Après diverses manœuvres politiques – dont une a même nécessité une modification de la Constitution genevoise en 1998 – l'homme se voit retirer la direction générale de l'établissement, et son rôle réduit à celui d'un président chargé des relations stratégiques et extérieures, deux domaines où il n'a pourtant guère excellé. Flanqué d'un nouveau directeur général (voir encadré), Gérard Fatio en est réduit à lutter aujourd'hui pour conserver un bureau au siège des SIG. Un administrateur est «certain que le nouveau directeur, dès qu'il aura pris ses marques, ne pourra pas cohabiter longtemps avec lui», tandis qu'un autre pense «que la situation ne durera pas douze mois avant que l'on change à nouveau de structure, ou de président». Quoi qu'il advienne, c'est clairement sur les épaules du nouveau directeur général que reposent désormais tous les espoirs. «Il suscite énormément d'attentes. S'il en exauce la moitié, ce sera déjà merveilleux», déclare cet autre observateur.

Quels développements?

Un mot résonne en toile de fond de ces avatars successoraux: celui de la libéralisation du marché de l'électricité. La volonté, suisse et européenne, de soumettre cette énergie à plus de concurrence est la source de toutes les inquiétudes. Les SIG ont des coûts salariaux élevés («20% de plus que la moyenne de ses concurrents romands» selon un administrateur) et l'électricité est produite à un coût deux fois supérieur à celui d'un marché libéralisé. A certains moments, on peut même acheter sur les marchés internationaux du courant au huitième du coût de celui produit par les SIG… «A l'intérieur, dans un univers trop protégé, les gens ne se sont pas préparés à la concurrence», relève un membre de la direction. Même les alliances les plus séculaires ont peine à résister à cette inquiétude: dans un souci d'éviter des placements trop contraignants, les SIG hésitent à souscrire à l'augmentation de capital d'EOS (Le Temps du 3 juillet 1999).

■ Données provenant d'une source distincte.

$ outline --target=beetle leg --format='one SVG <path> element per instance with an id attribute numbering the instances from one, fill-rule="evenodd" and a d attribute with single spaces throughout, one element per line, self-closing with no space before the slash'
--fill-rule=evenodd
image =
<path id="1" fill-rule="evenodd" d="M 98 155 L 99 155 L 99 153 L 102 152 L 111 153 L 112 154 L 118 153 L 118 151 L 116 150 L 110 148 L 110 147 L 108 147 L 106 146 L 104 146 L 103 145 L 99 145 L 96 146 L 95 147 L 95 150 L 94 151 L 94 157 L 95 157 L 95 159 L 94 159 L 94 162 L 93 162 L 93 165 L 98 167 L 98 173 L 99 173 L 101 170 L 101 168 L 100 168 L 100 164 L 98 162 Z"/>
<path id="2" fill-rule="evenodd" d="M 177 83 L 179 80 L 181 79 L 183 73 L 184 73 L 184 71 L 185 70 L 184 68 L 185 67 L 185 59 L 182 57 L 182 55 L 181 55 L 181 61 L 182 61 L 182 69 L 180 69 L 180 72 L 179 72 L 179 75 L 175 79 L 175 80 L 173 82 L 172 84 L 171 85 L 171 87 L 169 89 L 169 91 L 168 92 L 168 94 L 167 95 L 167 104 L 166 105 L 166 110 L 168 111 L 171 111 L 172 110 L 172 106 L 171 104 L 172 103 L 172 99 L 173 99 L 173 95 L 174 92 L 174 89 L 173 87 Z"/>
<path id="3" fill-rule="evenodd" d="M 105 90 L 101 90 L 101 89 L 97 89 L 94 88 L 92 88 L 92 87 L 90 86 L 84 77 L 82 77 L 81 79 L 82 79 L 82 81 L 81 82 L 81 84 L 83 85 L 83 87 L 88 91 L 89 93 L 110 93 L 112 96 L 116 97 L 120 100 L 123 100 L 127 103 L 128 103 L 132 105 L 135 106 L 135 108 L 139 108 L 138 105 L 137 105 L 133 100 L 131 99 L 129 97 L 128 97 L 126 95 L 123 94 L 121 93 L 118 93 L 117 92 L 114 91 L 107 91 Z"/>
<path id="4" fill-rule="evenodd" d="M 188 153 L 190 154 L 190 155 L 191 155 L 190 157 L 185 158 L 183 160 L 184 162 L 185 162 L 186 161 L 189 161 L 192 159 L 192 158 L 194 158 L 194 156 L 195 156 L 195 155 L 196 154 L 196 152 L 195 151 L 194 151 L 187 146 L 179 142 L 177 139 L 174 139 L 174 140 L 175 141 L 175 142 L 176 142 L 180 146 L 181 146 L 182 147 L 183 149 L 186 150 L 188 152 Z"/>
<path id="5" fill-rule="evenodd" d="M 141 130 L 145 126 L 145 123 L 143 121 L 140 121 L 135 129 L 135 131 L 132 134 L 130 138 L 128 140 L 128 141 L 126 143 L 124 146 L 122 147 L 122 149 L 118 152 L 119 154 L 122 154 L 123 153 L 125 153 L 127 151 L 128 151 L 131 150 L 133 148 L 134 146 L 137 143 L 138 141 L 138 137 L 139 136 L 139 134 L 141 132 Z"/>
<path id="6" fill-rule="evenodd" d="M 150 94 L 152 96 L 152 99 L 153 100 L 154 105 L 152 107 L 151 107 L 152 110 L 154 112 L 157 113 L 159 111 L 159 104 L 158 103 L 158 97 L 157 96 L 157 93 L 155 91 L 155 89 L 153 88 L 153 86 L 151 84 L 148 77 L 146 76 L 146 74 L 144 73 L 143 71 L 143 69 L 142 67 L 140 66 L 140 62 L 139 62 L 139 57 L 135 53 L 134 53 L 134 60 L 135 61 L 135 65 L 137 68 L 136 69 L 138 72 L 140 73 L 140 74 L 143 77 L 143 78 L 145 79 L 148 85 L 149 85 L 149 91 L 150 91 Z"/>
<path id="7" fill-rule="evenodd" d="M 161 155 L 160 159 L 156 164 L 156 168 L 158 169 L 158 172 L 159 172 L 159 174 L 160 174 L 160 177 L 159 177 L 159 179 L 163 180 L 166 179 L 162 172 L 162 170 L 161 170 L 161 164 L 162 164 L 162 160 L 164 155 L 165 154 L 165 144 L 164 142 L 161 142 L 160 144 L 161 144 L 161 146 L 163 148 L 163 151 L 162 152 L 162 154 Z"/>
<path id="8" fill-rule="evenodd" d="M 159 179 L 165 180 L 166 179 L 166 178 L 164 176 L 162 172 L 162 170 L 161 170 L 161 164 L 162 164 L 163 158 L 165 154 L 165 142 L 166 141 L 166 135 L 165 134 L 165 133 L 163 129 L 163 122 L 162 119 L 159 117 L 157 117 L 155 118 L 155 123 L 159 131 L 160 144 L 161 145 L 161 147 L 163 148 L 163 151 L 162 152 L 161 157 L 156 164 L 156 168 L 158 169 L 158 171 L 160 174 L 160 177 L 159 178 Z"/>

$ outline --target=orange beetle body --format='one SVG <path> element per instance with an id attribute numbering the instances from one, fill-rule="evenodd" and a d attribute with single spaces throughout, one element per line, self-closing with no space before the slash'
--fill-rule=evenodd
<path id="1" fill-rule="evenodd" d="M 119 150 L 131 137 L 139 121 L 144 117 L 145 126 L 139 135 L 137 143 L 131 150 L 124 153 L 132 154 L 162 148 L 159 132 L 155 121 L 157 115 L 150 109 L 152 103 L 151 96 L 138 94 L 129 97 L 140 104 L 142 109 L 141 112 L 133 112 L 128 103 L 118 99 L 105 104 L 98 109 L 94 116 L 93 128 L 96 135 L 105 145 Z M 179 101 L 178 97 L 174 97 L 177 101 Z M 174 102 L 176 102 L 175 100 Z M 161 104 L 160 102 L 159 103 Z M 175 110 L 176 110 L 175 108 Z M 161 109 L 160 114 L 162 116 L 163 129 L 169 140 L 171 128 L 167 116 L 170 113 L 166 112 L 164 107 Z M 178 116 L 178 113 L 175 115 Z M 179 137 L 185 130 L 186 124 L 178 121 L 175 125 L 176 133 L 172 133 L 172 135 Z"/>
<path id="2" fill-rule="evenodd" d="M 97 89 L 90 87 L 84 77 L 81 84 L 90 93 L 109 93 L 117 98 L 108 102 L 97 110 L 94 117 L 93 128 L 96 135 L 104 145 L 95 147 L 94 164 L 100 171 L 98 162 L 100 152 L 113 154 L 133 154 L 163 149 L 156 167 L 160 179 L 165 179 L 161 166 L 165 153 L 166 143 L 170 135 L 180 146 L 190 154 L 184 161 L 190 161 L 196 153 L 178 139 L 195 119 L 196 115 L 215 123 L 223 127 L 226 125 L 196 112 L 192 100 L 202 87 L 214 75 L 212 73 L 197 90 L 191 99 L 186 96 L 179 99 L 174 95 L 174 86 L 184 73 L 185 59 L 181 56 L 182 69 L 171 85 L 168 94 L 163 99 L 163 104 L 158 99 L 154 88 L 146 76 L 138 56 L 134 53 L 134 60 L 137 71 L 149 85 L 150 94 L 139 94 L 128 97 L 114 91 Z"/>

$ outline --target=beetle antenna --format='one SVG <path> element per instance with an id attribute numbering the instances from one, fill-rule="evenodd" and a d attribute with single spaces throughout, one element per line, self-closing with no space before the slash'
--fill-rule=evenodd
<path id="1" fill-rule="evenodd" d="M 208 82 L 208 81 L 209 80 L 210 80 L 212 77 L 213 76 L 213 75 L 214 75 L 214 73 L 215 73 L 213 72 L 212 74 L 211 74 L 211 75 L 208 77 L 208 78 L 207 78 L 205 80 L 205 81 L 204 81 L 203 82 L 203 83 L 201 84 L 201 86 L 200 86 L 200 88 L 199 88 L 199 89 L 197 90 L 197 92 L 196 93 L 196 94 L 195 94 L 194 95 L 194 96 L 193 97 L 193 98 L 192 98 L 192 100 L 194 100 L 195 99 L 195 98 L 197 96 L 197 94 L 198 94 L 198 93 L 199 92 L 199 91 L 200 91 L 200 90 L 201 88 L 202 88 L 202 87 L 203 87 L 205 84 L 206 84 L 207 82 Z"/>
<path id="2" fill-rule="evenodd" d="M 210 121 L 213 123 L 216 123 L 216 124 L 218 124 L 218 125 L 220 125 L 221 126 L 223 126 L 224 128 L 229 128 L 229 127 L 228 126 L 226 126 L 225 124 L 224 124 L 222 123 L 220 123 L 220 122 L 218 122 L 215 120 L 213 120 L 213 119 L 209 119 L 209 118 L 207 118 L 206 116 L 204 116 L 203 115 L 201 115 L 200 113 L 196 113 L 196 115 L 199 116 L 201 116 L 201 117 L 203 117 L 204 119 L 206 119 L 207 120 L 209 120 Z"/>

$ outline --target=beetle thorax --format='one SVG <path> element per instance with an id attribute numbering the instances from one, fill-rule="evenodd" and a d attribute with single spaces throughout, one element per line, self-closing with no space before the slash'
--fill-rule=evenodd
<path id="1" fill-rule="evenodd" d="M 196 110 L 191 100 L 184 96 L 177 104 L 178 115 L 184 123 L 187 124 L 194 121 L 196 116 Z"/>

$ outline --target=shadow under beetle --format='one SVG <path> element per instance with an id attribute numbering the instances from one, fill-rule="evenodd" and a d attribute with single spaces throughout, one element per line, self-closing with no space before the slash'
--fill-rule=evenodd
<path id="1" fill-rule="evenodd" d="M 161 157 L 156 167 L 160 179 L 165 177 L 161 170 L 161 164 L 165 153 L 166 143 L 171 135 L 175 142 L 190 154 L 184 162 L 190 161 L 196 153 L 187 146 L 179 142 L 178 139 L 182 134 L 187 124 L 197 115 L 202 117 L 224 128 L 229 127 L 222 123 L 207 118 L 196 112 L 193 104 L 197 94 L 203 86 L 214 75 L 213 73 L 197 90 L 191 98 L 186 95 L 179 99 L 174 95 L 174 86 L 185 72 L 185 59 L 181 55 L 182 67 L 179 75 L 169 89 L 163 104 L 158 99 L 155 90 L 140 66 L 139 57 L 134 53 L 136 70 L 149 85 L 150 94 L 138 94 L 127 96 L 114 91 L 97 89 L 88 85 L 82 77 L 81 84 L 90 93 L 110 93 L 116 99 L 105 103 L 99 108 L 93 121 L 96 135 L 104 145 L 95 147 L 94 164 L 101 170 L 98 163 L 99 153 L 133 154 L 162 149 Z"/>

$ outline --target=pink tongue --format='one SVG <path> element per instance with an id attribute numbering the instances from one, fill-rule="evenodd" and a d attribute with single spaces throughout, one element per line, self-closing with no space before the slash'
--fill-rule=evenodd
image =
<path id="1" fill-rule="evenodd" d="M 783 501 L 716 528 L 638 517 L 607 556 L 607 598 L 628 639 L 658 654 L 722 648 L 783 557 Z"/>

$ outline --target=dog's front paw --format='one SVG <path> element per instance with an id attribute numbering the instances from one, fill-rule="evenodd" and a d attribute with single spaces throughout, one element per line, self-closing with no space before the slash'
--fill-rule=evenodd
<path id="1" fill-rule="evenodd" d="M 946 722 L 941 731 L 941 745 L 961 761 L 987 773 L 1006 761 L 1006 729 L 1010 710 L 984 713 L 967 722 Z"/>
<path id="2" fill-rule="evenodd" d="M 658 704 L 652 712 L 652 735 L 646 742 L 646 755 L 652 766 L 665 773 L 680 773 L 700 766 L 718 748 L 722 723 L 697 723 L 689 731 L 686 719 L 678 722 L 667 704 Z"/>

Privés demain d'une partie d'un marché genevois saturé, les SIG ne pourront pas compter sur une extension de la consommation, à la différence de ce que l'on observe sur le marché des télécommunications. L'entreprise se cherche d'autres débouchés. Son expertise lui permet d'envisager certains développements dans le domaine des télécommunications, où 24 personnes viennent d'être engagées. Dans un autre domaine, le Grand Conseil s'apprête à lui accorder cet automne la distribution de chaleur à partir de l'usine d'incinération des Cheneviers. Mais ces projets suffiront-ils à redonner aux SIG leur lustre d'antan?